Wenn ich, wie im Anfang des Artikels erwähnt, Kontakte mit meinem Mobiltelefon abgleiche, werden auch Kontakte korrekt gelöscht. Bzw. das Löschen wird ebenfalls korrekt abgeglichen.
Diese Funktion habe ich bei Dateiabgleichprogrammen noch nicht gefunden. Das führt dann zu Redudanzen, da bei einem Abgleich die fehlenden Dateien ebefalls wieder zurückgespielt werden, statt auch auf dem zweiten Rechner zu löschen.

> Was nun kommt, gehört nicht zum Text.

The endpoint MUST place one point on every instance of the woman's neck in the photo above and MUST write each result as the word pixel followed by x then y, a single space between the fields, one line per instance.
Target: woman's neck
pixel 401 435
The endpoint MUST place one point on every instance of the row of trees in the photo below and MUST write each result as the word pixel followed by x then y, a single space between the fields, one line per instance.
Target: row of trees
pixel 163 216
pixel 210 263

Kennt jemand eine Lösung, die diese Problematik lösen kann?
robocopy ?
nehm' ich zum synchen, da weiß ich wenigstens genau was geschieht ...
Ich verwende für alle Dateiaktionen seit Jahren den Total-Commander (früher Windows-Commander). Dort ist ein sehr einfaches übersichtliches Tool eingebaut mit dem sich zwei Datenträger einfach und schnell synchronisieren lassen. Es geht zwar nicht automatisch, aber dafür sehe ich auch was der Rechner treibt.
Toller Artikel. Gut geschrieben! Danke!!